Sunday, 22 March 2015

Post-Apocalyptic Literature


The Thoughts and Actions of Survivors are what counts


Leaving the Thief to Die

'I wasn't going to kill him, he said...But we did kill him.'
This act of taking all of the Thief's belongings after he robbed them shows the decaying of moral standards and the disintegration of society, as although the Thief did steal the man and boy's things, the punishment the man dealt him far outweighs the crime. Yes, the man didn't kill him but the act of killing someone as retribution doesn't have the same standards in the world of The Road, as due to the state of the Earth dying is no longer feared or mourned, but rather seen as relief and salvation. No, the punishment the man deals out is harsher because by taking all of the thief's things he is leaving him exposed and vulnerable to the dangers of the cold, the gangs, starvation etc; he is leaving him to die a slow, painful death.

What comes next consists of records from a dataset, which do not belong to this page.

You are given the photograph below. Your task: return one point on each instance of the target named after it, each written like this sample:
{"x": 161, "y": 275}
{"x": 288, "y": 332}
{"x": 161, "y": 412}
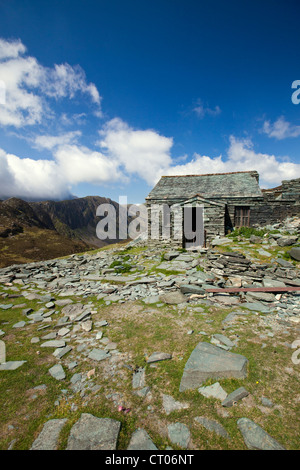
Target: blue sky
{"x": 103, "y": 97}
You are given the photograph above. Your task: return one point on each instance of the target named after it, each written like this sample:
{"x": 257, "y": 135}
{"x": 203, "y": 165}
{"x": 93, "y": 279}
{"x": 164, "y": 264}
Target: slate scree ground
{"x": 135, "y": 347}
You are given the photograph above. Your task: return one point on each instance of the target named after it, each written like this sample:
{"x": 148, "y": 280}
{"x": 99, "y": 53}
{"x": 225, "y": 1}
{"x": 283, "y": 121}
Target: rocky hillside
{"x": 137, "y": 348}
{"x": 34, "y": 231}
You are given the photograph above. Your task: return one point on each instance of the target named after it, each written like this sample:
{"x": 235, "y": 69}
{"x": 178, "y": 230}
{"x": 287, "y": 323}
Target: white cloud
{"x": 81, "y": 164}
{"x": 31, "y": 179}
{"x": 241, "y": 157}
{"x": 29, "y": 87}
{"x": 11, "y": 49}
{"x": 51, "y": 141}
{"x": 141, "y": 152}
{"x": 281, "y": 129}
{"x": 201, "y": 111}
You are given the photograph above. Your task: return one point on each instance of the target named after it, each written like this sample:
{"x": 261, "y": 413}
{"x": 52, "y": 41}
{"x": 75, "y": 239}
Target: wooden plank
{"x": 254, "y": 289}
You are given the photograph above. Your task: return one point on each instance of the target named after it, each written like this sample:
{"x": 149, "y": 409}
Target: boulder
{"x": 211, "y": 362}
{"x": 140, "y": 440}
{"x": 92, "y": 433}
{"x": 255, "y": 437}
{"x": 295, "y": 253}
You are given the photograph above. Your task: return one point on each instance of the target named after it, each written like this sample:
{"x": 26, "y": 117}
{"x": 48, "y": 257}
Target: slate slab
{"x": 2, "y": 352}
{"x": 57, "y": 372}
{"x": 55, "y": 343}
{"x": 48, "y": 437}
{"x": 295, "y": 253}
{"x": 92, "y": 433}
{"x": 11, "y": 365}
{"x": 179, "y": 434}
{"x": 213, "y": 391}
{"x": 140, "y": 440}
{"x": 98, "y": 355}
{"x": 170, "y": 405}
{"x": 208, "y": 361}
{"x": 158, "y": 356}
{"x": 255, "y": 437}
{"x": 235, "y": 396}
{"x": 173, "y": 298}
{"x": 212, "y": 426}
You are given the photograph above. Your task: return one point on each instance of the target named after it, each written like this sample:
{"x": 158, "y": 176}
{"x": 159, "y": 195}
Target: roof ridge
{"x": 210, "y": 174}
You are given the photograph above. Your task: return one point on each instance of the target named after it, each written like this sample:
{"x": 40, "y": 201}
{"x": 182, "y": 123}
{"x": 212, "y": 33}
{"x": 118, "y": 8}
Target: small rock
{"x": 255, "y": 437}
{"x": 57, "y": 372}
{"x": 235, "y": 396}
{"x": 212, "y": 426}
{"x": 213, "y": 391}
{"x": 48, "y": 437}
{"x": 179, "y": 434}
{"x": 158, "y": 356}
{"x": 140, "y": 440}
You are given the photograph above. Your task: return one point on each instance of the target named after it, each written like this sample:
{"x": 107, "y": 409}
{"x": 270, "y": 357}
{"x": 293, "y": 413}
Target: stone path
{"x": 68, "y": 325}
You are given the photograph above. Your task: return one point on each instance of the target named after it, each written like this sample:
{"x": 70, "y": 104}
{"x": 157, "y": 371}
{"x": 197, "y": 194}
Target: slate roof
{"x": 210, "y": 186}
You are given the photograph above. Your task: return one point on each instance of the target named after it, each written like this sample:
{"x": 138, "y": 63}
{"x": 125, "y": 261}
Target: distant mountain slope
{"x": 75, "y": 218}
{"x": 32, "y": 231}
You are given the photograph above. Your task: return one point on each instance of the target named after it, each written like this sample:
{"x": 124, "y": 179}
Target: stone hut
{"x": 216, "y": 203}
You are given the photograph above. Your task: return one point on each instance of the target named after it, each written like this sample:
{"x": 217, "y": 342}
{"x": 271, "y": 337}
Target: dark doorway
{"x": 242, "y": 216}
{"x": 193, "y": 227}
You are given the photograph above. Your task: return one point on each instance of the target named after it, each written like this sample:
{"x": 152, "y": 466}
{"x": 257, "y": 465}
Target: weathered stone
{"x": 209, "y": 361}
{"x": 255, "y": 239}
{"x": 2, "y": 352}
{"x": 55, "y": 343}
{"x": 295, "y": 253}
{"x": 226, "y": 299}
{"x": 224, "y": 340}
{"x": 48, "y": 437}
{"x": 255, "y": 437}
{"x": 171, "y": 255}
{"x": 138, "y": 379}
{"x": 179, "y": 434}
{"x": 57, "y": 372}
{"x": 263, "y": 296}
{"x": 6, "y": 306}
{"x": 287, "y": 241}
{"x": 235, "y": 396}
{"x": 173, "y": 298}
{"x": 213, "y": 391}
{"x": 20, "y": 324}
{"x": 170, "y": 405}
{"x": 212, "y": 426}
{"x": 140, "y": 440}
{"x": 98, "y": 355}
{"x": 92, "y": 433}
{"x": 158, "y": 356}
{"x": 11, "y": 365}
{"x": 192, "y": 289}
{"x": 60, "y": 352}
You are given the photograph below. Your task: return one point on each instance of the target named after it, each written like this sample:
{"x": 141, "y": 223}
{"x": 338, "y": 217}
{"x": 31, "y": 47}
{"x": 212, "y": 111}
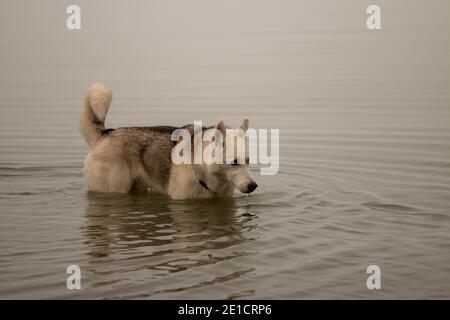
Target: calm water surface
{"x": 364, "y": 158}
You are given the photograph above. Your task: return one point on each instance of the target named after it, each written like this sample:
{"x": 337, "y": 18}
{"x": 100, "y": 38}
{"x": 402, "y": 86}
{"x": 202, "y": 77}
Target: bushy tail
{"x": 92, "y": 118}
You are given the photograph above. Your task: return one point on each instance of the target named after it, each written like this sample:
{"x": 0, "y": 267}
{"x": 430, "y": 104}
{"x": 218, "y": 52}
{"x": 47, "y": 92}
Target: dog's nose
{"x": 251, "y": 186}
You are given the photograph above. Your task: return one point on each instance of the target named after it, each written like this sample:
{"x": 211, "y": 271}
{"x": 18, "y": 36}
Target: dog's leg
{"x": 108, "y": 175}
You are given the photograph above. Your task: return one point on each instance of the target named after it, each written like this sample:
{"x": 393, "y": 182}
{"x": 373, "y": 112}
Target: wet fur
{"x": 138, "y": 158}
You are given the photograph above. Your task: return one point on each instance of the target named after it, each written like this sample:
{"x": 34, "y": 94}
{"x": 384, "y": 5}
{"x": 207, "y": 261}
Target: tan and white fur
{"x": 139, "y": 158}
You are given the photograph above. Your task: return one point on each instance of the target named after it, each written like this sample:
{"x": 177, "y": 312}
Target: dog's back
{"x": 125, "y": 158}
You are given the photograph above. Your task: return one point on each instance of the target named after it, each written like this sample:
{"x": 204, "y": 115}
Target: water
{"x": 364, "y": 157}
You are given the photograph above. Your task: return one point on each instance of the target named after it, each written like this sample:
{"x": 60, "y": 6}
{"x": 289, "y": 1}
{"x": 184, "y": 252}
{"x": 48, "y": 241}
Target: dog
{"x": 129, "y": 159}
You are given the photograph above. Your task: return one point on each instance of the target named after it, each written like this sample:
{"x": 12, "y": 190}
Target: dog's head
{"x": 226, "y": 159}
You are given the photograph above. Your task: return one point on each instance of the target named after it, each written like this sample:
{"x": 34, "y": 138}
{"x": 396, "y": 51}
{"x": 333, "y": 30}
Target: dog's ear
{"x": 244, "y": 125}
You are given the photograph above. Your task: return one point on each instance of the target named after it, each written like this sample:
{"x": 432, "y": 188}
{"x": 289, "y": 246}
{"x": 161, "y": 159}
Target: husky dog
{"x": 139, "y": 158}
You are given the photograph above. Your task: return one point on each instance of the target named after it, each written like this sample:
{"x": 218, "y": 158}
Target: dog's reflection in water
{"x": 153, "y": 232}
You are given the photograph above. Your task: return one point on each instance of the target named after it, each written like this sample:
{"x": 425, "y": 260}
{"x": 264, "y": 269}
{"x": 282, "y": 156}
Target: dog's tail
{"x": 92, "y": 118}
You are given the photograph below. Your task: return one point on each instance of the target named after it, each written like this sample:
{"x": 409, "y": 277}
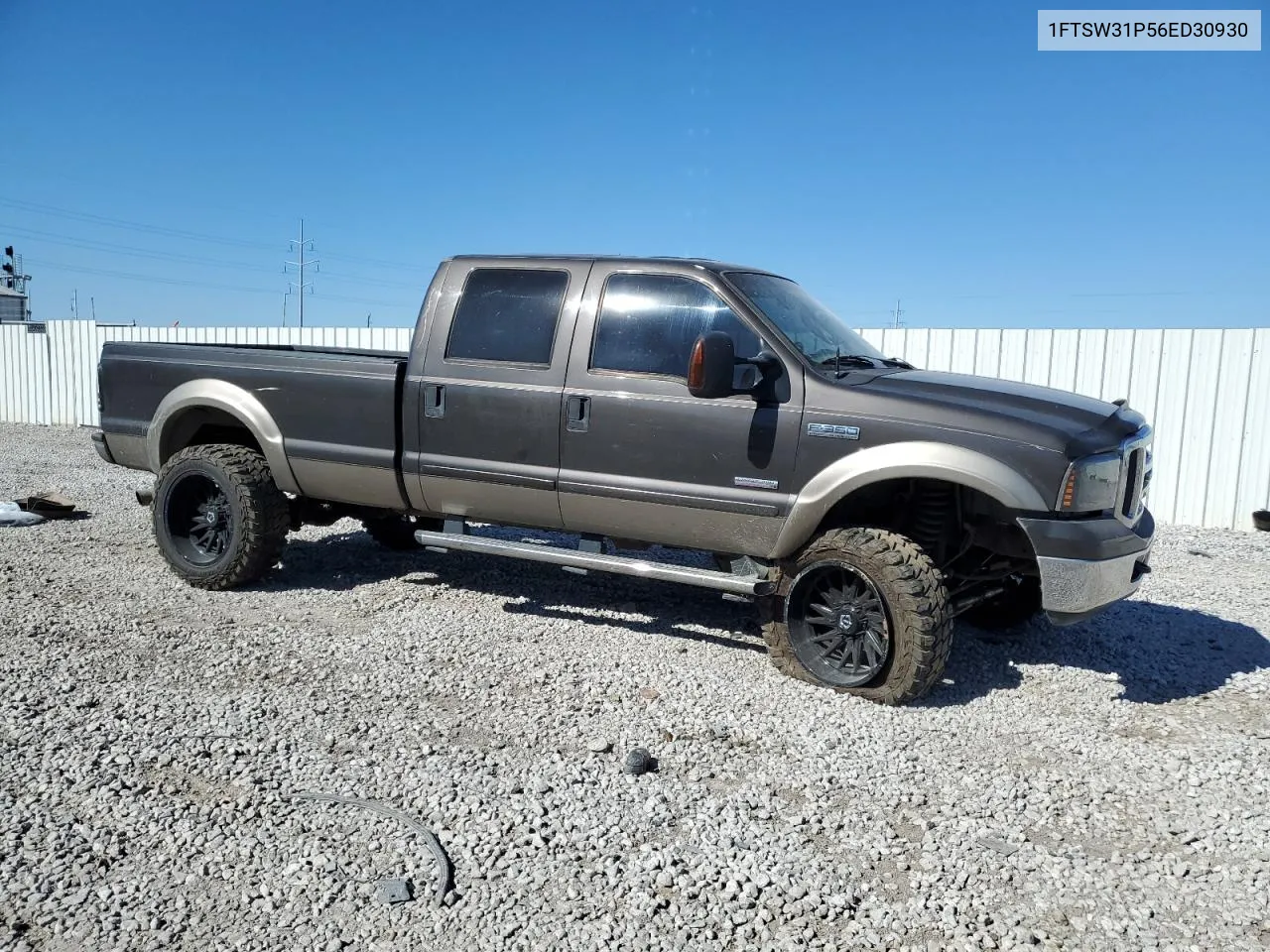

However, if it wasn't for the boy, the man probably would have killed the man outright which tells us that the man's humanity is still intact (though barely) and it appears that the man didn't leave the man there with the intention that he will die, the leaving of his clothes proves that. This gives us the characterisation of the boy as more than a survivor because in this act (and throughout The Road) the boy expresses emotion freely and empathises with the people he meets, wanting to help them in any way he can; the boy is more than survivor because he is still in touch with his humanity, his emotions and compassion; leading us to believe that there is a significant difference in The Road between a survivor and a human. The boy convinces the man, by his grief for the thief that they effectively killed, to give the thief a chance to survive by leaving his clothes on the road for him to find, showing the difference between the man and the boy, between survivor and human.


Ely

'where men can't live gods fare no better.'
The thoughts of the character Ely, whom the man and the boy meet past midway in The Road, embodies the survivor and represents the overall state of the world in the novel. Ely's thoughts of the world being without God suggest a world without morals or hope; the dissolution of society and morals in the world of The Road. Ely shows this absence of morality or hope that embodies the survivors in this world.


'Borrowed time and borrowed world and borrowed eyes with which to sorrow it'

This quote expresses the mentality of the survivors in The Road and their attitude to the world that they live in and how it seems like the time and world in which they're living is not theirs anymore and won't be theirs for long; even their own eyes seem 'borrowed' as it seems like each moment they live is evanescent. In whole this quote represents how the survivors feel like they live on 'borrowed time' because they could die at any moment and that they shouldn't exist as they don't belong there anymore.


The Man Struck by Lightning 

'no. We cant help him. There's nothing to be done.'
That fact that the only thing the man and boy can do for the man is leave him to die represents that the world cannot be saved or even helped, but just left to die slowly without even comfort or mourning. This represents to hopelessness of the world and the destruction of humanity in the survivors left on the planet. 

1 comment:

  1. Consider how the man seems to move beyond punishment and into vengance. As you note, the punishment he affords the Thief (whilst tempered by The Boy's pleading) is actually a death sentence.

    Consider too how the 'borrowed eyes' may reflect that the Man still looks at the world through the prism of his experiences of the world before the apocolypse and that it is only this which makes it possible to mourn what has happened as the current state of existance is so delporable that no one would mourn it.